Like Perez, Cardaropoli, and all other course owners and managers, Menachem sees golf as solid exercise and good release for those who are cooped up in their homes, and a business that should be open.

He said it would be easy to make adjustments that would enable people to play and stay safe. These include limiting carts to one passenger each — or eliminating them altogether and requiring people to walk; spacing out tee times to eliminate large gatherings at the first tee and reduce the number of people on the course at one time; limiting payments to contact-less options; pulling the cups out of the holes an inch or two to keep the ball from falling in; and keeping the flagsticks in the hole or eliminating them as well.

Perez agreed.

“Typically, we get eight foursomes an hour — a group goes out every seven and a half minutes,” he told BusinessWest. “Make it so you only have five tee times, one every 12 minutes, so you get a little more separation on the golf course.

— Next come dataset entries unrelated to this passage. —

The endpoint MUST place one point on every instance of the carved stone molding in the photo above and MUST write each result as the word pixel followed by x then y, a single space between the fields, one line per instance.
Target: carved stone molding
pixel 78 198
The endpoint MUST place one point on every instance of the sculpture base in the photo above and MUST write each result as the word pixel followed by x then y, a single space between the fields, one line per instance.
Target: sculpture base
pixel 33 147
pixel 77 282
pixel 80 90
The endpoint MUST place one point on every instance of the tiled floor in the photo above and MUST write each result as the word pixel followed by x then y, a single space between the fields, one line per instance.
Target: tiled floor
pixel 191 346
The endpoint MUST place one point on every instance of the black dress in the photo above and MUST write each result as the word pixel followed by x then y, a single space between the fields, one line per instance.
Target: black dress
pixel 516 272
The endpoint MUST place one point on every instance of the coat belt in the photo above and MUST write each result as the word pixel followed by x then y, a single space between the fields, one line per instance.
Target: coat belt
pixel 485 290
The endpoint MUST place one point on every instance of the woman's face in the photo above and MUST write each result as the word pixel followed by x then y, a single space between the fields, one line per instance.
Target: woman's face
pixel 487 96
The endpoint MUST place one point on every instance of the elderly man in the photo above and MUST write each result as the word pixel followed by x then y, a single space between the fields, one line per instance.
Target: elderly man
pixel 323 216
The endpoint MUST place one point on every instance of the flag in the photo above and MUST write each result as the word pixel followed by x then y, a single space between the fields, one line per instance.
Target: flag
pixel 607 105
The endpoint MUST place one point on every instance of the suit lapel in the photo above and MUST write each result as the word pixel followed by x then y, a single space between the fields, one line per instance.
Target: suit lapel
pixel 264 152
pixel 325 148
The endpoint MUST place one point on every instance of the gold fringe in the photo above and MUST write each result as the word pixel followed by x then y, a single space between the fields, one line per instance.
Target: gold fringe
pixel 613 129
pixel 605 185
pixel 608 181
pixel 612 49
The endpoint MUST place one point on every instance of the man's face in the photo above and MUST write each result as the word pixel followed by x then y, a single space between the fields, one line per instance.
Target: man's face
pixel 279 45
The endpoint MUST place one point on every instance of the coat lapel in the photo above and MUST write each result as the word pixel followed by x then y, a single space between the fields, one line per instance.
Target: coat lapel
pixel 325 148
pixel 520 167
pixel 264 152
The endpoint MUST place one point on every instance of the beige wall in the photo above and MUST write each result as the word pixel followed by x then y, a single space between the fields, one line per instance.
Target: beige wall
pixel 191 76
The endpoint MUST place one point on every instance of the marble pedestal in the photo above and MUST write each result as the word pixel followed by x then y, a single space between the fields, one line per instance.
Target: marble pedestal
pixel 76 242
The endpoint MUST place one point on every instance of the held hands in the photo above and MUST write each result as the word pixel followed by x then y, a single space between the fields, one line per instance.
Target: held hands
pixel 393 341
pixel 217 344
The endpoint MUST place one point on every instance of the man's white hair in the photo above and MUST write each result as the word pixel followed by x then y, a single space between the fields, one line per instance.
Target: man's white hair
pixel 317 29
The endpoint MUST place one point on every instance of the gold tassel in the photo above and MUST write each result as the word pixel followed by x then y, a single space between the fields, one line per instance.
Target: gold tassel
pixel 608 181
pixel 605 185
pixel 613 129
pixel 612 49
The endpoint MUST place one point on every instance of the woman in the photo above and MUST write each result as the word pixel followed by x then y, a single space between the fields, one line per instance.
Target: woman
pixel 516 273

These are some of the things other golf courses are doing.

“I have a friend in Connecticut … this is what she’s doing. She’s gone with no carts, and she said it couldn’t have gone any smoother,” he went on, noting that more than 40 states allow golf courses to be open, with some restrictions. “And she’s getting 140 to 150 golfers a day. If I could get 100 players a day, I could weather this storm; zero a day just doesn’t work.”

Bottom Line

Indeed, it doesn’t.

That’s the reality for area course owners and managers today. They’re guardedly optimistic that things will change soon, but they simply don’t know.

Golf, the game, is hard. Golf, the business, has been just as hard for the past several years. And now, it’s become even more difficult.